Rishi Chandrakar had been her colleague at Princeton, where Lucinda had far outshone him. She doesn’t understand, she had told Cass repeatedly, why Pappa would ask Rishi rather than her to deliver the keynote.
“Rishi won’t deliver the keynote. He’ll deliver the anticlimax.” And Cass had meant it, too. He doesn’t know the first thing about Rishi Chandraker, but he knows Lucinda Mandelbaum.
“That’s sweet of you to say,” she said. “Cass, you’re sweet. Tell me what’s going on at your end. Anything new?”
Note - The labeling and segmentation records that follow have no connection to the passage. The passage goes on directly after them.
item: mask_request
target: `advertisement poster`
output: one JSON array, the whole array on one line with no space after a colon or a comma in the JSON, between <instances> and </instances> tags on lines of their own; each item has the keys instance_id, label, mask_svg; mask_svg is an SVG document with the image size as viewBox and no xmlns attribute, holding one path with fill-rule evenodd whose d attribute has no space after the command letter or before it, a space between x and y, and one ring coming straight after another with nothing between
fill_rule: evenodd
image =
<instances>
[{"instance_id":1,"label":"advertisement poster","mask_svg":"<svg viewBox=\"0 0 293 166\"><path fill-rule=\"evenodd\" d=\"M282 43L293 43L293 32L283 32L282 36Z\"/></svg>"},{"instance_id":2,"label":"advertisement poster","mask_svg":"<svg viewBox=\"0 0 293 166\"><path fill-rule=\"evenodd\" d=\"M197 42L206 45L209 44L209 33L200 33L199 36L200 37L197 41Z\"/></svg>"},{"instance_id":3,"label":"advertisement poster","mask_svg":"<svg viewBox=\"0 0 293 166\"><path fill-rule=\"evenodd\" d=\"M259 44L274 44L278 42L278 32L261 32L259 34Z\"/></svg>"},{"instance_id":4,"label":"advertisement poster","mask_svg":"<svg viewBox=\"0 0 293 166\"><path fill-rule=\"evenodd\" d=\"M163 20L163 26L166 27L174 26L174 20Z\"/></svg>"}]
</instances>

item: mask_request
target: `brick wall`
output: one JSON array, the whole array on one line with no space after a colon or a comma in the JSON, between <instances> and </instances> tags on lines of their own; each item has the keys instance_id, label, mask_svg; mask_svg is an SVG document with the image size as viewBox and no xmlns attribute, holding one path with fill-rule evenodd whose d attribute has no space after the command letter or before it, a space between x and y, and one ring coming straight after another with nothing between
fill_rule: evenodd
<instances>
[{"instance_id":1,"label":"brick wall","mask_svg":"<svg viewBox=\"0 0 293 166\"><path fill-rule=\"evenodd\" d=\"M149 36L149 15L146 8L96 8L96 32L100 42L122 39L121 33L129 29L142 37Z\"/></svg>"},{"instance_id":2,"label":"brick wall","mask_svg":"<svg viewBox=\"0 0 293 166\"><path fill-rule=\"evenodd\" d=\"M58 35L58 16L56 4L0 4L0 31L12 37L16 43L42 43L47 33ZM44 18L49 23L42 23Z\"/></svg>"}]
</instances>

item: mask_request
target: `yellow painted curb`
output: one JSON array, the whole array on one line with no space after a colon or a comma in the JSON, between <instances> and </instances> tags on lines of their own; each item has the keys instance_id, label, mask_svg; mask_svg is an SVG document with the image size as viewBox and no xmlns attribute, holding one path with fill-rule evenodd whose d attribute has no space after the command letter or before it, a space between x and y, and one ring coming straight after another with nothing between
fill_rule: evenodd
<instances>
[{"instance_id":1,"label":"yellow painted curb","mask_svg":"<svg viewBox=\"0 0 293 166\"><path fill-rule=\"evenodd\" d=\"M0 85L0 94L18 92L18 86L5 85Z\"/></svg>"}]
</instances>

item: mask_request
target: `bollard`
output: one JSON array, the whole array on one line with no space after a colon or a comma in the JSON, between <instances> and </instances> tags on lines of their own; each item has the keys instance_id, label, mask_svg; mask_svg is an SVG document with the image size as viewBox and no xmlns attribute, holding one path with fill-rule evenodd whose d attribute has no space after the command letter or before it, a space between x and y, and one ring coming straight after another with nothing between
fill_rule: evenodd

“An old friend from way back when showed up in Cambridge, an incredible character. I’ll tell you all about it when you get home. It would take me too long to describe over the phone.”
“One of those crazies from those cults you study?”
“Cults like Judaism, Christianity, and Islam?” He laughed.
“Yeah, like that.” She laughed back. “Did I ever tell you that when I first got to Harvard as an undergraduate I just couldn’t understand how there could be a Department of Religion? Why not departments of astrology and alchemy and chiromancy and necromancy? And then I found out Harvard actually had a Divinity School. How could they live with that and still claim Veritas as their motto?”